Com a definição de metas e objetivos, o Brasil e os demais países devem demonstrar não apenas seu compromisso com os padrões da OCDE no papel, mas a partir do cumprimento efetivo de leis e políticas governamentais – bem como em conduta empresarial responsável. Embora este seja apenas o início de um longo processo de acessão, o roteiro é um passo ambicioso e incentiva os comitês da OCDE, os estados membros e o Brasil a colocarem a proteção do meio ambiente e o respeito pelos direitos humanos no centro da discussão. O documento, que tem uma abordagem mais baseada em princípios da OCDE do que os anteriores, mostra que os processos de acessão  podem impulsionar melhorias nas políticas e práticas nacionais.

“A divulgação deste documento é uma oportunidade importante para setores da sociedade brasileira preocupados com a pauta socioambiental e de direitos humanos atuarem na denúncia do desmonte de políticas e instrumentos governamentais das áreas ambiental e social, principalmente pelo fato de que a entrada na OCDE é uma bandeira do governo Bolsonaro. Se o Brasil realmente quer fazer parte da organização, é fundamental que respeite os direitos estabelecidos em diversas leis e tratados em vigor no país”, afirma Júlia Neiva, coordenadora do programa de Defesa dos Direitos Socioambientais da Conectas.  

Apesar do Brasil ter demonstrado interesse em cumprir com os valores da OCDE na defesa do Estado de direito, proteção dos direitos humanos e sustentabilidade ambiental, o país ainda tem grandes lacunas de governanças. Como aponta pesquisa recente da Conectas, FIDH e OECD Watch o governo brasileiro deve fazer mudanças significativas na sua postura para, de fato, garantir a proteção do meio ambiente e dos direitos humanos. Embora o Brasil  tenha aderido a 103 dos 251 instrumentos normativos da OCDE, o próximo passo é avaliar a conformidade do país com os padrões e princípios da entidade sediada em Paris, França. 

Veja alguns pontos do roteiro dos  países que estão no processo de acessão e as barreiras que o Brasil apresenta para cumpri-los, de acordo com organizações da sociedade civil:  

  • “Garantir estratégias ambientais e climáticas eficazes e ambiciosas que demonstrem uma implementação real e sem retrocessos, incluindo o investimento na resiliência e adaptação climática como parte da agenda nacional de desenvolvimento”. O governo brasileiro não demonstrou compromisso com a agenda climática.
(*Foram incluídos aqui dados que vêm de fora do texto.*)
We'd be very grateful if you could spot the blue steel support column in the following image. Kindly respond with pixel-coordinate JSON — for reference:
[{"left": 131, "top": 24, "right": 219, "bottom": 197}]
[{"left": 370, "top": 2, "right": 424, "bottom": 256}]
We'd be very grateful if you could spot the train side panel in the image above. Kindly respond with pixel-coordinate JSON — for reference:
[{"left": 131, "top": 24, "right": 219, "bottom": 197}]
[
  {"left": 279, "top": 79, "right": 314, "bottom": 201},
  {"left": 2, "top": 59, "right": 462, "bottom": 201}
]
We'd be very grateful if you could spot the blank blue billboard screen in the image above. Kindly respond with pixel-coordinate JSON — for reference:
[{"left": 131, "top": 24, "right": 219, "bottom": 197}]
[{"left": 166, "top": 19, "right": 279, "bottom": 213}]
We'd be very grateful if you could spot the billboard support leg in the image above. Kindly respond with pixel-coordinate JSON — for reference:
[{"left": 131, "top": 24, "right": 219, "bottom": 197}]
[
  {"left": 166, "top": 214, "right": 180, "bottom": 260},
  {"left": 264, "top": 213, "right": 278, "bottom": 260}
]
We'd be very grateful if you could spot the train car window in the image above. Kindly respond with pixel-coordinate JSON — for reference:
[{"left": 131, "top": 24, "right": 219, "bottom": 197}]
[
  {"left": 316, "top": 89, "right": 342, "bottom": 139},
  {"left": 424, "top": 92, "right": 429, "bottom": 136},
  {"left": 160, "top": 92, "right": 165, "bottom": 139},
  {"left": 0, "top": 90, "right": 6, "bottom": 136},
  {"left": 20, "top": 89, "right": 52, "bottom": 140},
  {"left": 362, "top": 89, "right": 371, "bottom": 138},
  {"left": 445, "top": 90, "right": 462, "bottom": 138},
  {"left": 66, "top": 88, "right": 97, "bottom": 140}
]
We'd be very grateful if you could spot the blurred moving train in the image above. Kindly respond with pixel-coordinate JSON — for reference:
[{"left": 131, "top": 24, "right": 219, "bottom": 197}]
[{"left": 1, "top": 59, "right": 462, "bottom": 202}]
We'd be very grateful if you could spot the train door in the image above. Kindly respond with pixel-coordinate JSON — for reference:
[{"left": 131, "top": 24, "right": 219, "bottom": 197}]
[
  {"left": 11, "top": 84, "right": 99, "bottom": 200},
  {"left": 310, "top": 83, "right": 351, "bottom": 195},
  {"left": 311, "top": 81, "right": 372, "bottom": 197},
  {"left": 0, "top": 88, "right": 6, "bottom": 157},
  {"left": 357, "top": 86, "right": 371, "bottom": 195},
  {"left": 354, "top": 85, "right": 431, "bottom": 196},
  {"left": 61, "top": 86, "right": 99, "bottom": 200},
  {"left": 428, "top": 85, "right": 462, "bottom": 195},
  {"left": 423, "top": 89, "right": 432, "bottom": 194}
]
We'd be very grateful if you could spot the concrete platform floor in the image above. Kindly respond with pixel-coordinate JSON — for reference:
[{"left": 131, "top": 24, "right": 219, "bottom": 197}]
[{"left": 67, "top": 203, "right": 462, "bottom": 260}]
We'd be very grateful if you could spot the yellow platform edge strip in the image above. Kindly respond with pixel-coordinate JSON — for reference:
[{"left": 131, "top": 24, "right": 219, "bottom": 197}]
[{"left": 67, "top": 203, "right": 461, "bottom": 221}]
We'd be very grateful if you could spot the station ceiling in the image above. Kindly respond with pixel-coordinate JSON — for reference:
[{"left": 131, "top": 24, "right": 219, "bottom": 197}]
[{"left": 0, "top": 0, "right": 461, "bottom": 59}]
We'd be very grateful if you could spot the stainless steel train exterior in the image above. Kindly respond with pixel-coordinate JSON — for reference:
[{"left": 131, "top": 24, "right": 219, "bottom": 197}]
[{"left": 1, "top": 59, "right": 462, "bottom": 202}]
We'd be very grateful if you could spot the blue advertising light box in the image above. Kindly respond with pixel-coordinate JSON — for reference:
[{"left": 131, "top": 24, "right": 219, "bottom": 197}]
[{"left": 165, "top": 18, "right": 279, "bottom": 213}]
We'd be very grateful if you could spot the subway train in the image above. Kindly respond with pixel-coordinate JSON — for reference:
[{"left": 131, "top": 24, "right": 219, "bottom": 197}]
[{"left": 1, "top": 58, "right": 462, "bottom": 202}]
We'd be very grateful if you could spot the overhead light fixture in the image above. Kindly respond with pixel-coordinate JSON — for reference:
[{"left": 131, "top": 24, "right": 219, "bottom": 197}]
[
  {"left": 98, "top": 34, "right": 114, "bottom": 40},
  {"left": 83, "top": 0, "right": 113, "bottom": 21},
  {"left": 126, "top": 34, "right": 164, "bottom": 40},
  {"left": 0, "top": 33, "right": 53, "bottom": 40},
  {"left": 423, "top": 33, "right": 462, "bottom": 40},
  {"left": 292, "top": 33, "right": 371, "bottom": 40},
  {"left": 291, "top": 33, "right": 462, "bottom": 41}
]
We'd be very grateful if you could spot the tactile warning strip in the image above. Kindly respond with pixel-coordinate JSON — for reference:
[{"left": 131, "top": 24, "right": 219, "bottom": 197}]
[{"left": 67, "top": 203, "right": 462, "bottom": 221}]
Desde a adoção do Acordo de Paris em 2015, as emissões líquidas do país aumentaram 12%. Ainda mais alarmante, desde a promulgação da lei climática (Lei nº 12.187/2009), o país aumentou suas emissões em mais de um quarto.
  • “Adotar políticas para deter e reverter a perda de biodiversidade, desmatamento e degradação da terra, respeitando e efetivando os direitos dos povos indígenas e comunidades quilombolas”. Em 2019 e 2020, as taxas de desmatamento no Brasil atingiram as máximas da década. Em comparação com 2018-2019, as taxas de desmatamento dentro de áreas protegidas aumentaram mais de 40% em 2019-2020. Além disso, cerca de 94% do desmatamento nos últimos dois anos foi ilegal. Os incêndios florestais também aumentaram na Amazônia. Em outras áreas, a situação também preocupa. Só em 2020, houve queimadas em mais de 30% do Pantanal brasileiro, causando imensa perda de biodiversidade.
  • “Garantir a aplicação efetiva das leis ambientais, fortalecendo a capacidade das agências relevantes e garantindo a participação da sociedade civil”. A aplicação da legislação ambiental no Brasil é deficiente há muito tempo. Importantes órgãos de proteção ambiental têm sofrido escassez de recursos, limitações jurisdicionais e mudanças arbitrárias em seus conselhos de administração, inibindo sua independência e eficácia.
  • Combater a impunidade dos crimes ambientais e garantir que a violência e as ameaças contra os defensores do Meio Ambiente sejam rigorosamente investigadas e processadas. O Brasil continua sendo um dos países mais perigosos  para defensores da terra e do meio ambiente no mundo. Em 2020, o Relator Especial da ONU sobre a Situação dos Defensores de Direitos Humanos informou que 174 defensores foram mortos no país no período entre 2015 e 2019.
  • Implementar requisitos para avaliações ambientais com medidas de transparência e participação significativa, prévia e contínua de comunidades vulneráveis, indígenas e locais. No Brasil, os direitos dos povos indígenas foram ameaçados devido à descontinuidade de centenas de conselhos sociais e colegiados que possibilitam a participação popular. Pelo menos três desses conselhos ou diretorias ligados aos povos indígenas foram fechados pelo governo de Jair Bolsonaro. Da mesma forma, representantes indígenas perderam seus assentos no Conselho Nacional do Meio Ambiente.
  • “Demonstrar evidências de compromisso e medidas efetivas para promover a conduta empresarial responsável, incluindo especificamente no que diz respeito ao respeito aos direitos dos povos indígenas”. Importante destacar que para além da responsabilidade das empresas, o governo precisa fortalecer a proteção dos direitos trabalhistas e sociais. A Reforma Trabalhista não cumpriu com as promessas de mais empregos e melhores condições de trabalho. Além disso, houve uma série de ataques a instrumentos e instituições que combatem o trabalho análogo ao escravo. Também houve cortes no orçamento de diversas políticas públicas que promovem o bem estar social.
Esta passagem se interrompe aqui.